Association of Public Health Laboratories (APHL)
Improving detection of enteric (gut) pathogens including those that are resistant to antimicrobials in PulseNet International by expanding data collection in Southeast Asia
There is limited information in the Asia Pacific region on the occurrence and severity of enteric disease outbreaks and associated antimicrobial susceptibility patterns. APHL will work across Australia, Bangladesh, China, Hong Kong, India, Japan, Korea, Malaysia, New Zealand, Philippines, Taiwan, Thailand, Vietnam to increase enteric disease data and facilitate data sharing between countries. The information collected will help the scientific community understand the spread of enteric bacterial disease and antimicrobial resistance in these countries.

Family Health International (FHI360)
Improving water, sanitation, and hygiene and environmental monitoring in Kenya to address drug-resistant enteric pathogen transmission
Water, sanitation and hygiene (WASH) systems are critical to human health, survival, and development, yet poorly functioning systems may be spreading antimicrobial-resistant enteric pathogens and their genes. In countries challenged in providing adequate sanitation for their entire populations, the role of the environment may be significant in contributing to exposure to antimicrobial-resistant enteric pathogens. In Kenya, Family Health International will work with local laboratories to improve environmental monitoring of antimicrobial-resistant enteric pathogens—for example in water and wastewater systems—and work to assess risk factors for exposure to those pathogens to understand and improve prevention measures.

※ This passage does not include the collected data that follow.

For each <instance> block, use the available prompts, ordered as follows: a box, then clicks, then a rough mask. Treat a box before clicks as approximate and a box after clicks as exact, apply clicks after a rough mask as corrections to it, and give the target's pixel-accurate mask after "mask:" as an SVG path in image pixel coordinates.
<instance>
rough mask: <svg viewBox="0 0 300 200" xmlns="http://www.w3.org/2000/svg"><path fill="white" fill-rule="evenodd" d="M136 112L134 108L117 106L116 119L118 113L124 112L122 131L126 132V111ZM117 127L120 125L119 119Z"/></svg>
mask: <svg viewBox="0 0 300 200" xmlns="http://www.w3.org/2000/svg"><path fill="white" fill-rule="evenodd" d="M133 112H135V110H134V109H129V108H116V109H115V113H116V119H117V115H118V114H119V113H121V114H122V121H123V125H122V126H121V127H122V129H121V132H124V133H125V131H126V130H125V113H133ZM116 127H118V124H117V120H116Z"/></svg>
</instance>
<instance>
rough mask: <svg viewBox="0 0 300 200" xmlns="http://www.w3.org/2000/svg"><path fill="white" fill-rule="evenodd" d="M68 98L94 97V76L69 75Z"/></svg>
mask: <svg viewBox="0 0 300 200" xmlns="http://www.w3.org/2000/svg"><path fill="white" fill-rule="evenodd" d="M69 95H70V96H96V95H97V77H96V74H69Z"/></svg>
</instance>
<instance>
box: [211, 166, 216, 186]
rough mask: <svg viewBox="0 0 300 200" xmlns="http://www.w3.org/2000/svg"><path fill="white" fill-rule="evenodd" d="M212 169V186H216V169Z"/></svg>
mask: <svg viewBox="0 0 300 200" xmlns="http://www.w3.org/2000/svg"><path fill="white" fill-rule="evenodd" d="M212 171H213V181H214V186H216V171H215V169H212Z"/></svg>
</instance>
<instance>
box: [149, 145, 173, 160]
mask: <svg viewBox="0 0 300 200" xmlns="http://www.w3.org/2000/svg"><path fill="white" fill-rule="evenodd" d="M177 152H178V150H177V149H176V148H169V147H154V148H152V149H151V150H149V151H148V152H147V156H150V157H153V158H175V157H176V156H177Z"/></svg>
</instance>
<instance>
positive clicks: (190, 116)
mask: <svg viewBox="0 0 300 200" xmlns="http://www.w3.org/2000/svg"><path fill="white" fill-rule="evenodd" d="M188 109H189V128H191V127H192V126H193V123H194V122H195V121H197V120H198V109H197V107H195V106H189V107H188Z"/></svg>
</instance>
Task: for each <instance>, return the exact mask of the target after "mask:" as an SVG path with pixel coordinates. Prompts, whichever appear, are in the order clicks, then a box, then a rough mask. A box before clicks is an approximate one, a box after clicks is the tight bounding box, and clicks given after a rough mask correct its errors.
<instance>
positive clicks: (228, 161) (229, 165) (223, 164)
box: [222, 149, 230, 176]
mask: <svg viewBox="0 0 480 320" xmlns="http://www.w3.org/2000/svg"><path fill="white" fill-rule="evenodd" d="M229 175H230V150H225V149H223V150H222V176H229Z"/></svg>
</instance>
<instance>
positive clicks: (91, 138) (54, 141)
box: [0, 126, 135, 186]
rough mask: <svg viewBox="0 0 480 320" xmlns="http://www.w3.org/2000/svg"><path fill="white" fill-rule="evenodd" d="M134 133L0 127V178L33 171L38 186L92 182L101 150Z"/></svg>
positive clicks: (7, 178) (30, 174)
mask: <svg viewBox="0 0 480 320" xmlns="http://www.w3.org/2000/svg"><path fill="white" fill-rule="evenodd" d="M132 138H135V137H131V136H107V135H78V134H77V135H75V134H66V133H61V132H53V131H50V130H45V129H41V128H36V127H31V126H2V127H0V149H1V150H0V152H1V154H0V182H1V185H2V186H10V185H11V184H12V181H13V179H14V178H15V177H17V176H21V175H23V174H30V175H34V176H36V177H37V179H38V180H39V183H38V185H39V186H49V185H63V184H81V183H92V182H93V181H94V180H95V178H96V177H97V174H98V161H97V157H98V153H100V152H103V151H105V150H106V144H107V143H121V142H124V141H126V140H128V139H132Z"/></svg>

Resistant Respiratory Pathogens

American Society for Microbiology (ASM)
Enhancing global laboratory capacity in Mexico and Brazil to detect, assess, and respond to emerging antimicrobial resistance in Bordetella pertussis
ASM will work with partners to strengthen laboratory system data reporting and improve antimicrobial resistance detection and response for Bordetella pertussis. A vaccine-preventable disease, Bordetella pertussis,  was recently added to CDC’s antimicrobial-resistant Watch List as a potential growing threat. ASM plans to work with partners in Mexico and Brazil to identify emerging resistance in this pathogen and help respond when and where outbreaks occur.

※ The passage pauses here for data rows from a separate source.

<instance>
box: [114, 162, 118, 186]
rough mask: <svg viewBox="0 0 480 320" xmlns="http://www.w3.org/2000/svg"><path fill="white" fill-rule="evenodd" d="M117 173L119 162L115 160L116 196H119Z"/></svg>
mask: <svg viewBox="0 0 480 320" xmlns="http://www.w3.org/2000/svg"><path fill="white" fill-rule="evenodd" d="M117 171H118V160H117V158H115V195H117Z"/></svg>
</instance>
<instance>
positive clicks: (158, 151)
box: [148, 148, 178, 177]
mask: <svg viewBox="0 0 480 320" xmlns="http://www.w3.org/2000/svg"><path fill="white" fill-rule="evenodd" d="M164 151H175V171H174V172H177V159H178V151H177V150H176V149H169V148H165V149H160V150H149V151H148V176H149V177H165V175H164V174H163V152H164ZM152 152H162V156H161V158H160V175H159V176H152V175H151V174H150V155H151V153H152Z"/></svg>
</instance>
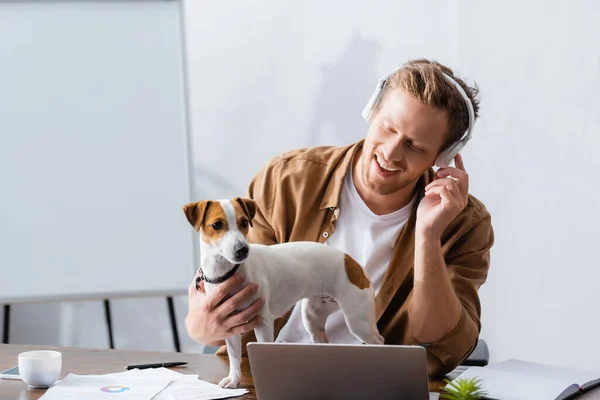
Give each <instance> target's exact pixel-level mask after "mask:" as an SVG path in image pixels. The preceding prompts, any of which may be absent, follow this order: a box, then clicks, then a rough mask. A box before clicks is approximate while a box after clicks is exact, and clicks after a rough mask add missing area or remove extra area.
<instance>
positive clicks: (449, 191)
mask: <svg viewBox="0 0 600 400" xmlns="http://www.w3.org/2000/svg"><path fill="white" fill-rule="evenodd" d="M425 193H426V194H437V195H438V196H440V197H441V198H443V199H444V200H445V201H447V202H448V201H451V200H454V201H457V202H459V203H462V199H461V196H460V192H459V190H458V188H457V187H456V184H455V183H454V184H448V185H444V186H434V187H432V188H429V189H428V190H427V191H426V192H425Z"/></svg>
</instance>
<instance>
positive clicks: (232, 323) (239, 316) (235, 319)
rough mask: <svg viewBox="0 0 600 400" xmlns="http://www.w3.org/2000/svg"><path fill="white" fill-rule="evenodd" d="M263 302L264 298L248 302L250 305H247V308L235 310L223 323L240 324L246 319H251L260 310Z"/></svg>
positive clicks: (238, 324)
mask: <svg viewBox="0 0 600 400" xmlns="http://www.w3.org/2000/svg"><path fill="white" fill-rule="evenodd" d="M264 304H265V300H264V299H262V298H258V299H256V300H254V301H253V302H252V304H250V306H248V308H246V309H245V310H243V311H240V312H237V313H235V314H233V315H232V314H230V315H229V317H228V318H227V319H226V320H225V324H226V325H229V326H232V327H233V326H236V325H241V324H243V323H245V322H246V321H249V320H251V319H252V318H254V317H255V316H256V315H257V314H258V313H259V312H260V310H261V309H262V307H263V305H264Z"/></svg>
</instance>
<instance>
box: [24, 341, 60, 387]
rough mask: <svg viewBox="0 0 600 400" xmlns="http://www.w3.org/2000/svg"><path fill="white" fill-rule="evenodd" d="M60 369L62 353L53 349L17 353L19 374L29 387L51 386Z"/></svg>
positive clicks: (40, 386) (56, 377) (41, 386)
mask: <svg viewBox="0 0 600 400" xmlns="http://www.w3.org/2000/svg"><path fill="white" fill-rule="evenodd" d="M61 371H62V354H61V353H60V352H58V351H53V350H34V351H26V352H24V353H21V354H19V375H21V379H22V380H23V382H25V383H26V384H27V386H29V387H30V388H34V389H40V388H47V387H50V386H52V385H53V384H54V383H55V382H56V381H57V380H58V378H59V377H60V373H61Z"/></svg>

Global Scientific Solutions for Health
Improving detection and response to antimicrobial-resistant Meningococcal disease in Burkina Faso and Togo
Global Scientific Solutions for Health (GGS) will reinforce surveillance systems for antimicrobial-resistant Neisseria meningitidis in Burkina Faso and Togo and create tailored work plans for each. The data and findings from this project will guide public health decision making and planning for how to track and respond to the threat of meningitis outbreaks in partner countries and the broader region. 

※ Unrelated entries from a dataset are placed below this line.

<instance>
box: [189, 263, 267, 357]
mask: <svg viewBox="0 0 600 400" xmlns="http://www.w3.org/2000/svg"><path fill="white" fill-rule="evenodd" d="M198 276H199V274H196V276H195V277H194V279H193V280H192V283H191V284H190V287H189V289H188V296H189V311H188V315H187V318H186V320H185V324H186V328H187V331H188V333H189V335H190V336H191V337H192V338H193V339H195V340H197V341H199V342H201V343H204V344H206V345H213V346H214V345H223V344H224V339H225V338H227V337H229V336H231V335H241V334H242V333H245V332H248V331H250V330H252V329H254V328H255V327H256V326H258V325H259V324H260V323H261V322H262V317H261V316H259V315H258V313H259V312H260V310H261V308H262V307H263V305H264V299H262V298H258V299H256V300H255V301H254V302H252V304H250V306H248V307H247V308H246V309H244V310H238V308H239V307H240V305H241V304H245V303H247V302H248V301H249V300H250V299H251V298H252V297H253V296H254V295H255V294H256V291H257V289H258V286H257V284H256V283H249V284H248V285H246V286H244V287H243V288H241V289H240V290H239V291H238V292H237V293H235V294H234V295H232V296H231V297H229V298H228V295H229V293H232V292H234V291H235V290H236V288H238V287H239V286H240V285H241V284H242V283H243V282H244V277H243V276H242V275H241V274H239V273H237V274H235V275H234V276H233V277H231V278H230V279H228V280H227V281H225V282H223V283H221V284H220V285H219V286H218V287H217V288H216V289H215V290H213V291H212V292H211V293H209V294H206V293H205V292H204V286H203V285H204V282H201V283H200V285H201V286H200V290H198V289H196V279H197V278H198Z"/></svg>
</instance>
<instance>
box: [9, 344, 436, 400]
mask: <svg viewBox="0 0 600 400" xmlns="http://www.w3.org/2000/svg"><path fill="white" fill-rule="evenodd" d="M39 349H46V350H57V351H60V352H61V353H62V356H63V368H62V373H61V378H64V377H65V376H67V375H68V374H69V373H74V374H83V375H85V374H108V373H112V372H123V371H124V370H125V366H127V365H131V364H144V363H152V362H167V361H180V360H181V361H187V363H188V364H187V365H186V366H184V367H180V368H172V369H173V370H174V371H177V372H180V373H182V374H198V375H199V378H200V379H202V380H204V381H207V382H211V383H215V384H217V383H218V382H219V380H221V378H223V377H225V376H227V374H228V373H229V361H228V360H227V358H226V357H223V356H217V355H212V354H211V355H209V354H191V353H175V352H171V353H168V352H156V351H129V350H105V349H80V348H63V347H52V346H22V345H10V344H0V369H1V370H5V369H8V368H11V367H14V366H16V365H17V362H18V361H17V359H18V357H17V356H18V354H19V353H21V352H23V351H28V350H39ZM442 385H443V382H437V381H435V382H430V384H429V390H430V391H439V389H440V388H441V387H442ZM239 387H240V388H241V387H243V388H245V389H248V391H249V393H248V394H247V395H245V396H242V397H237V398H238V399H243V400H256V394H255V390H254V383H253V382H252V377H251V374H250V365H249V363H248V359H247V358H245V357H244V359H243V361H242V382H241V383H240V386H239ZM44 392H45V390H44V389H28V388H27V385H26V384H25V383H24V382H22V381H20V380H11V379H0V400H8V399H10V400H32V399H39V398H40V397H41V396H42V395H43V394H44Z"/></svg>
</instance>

Koperasi Jasa Institut Riset Eijkman
Improving capacity to detect and monitor emerging antimicrobial resistance in bacterial respiratory pathogens, with a focus on Streptococcus pneumoniae, in Indonesia
Koperasi Jasa Institut Riset Eijkman will build on existing work with CDC and enhance capacity of clinical laboratories at select secondary or tertiary hospitals in Indonesia for identification and characterization of antimicrobial-resistant respiratory germs, with a focus on Streptococcus pneumoniae. This research will also create guidelines and opportunities for other regional facilities to replicate the laboratories’ success.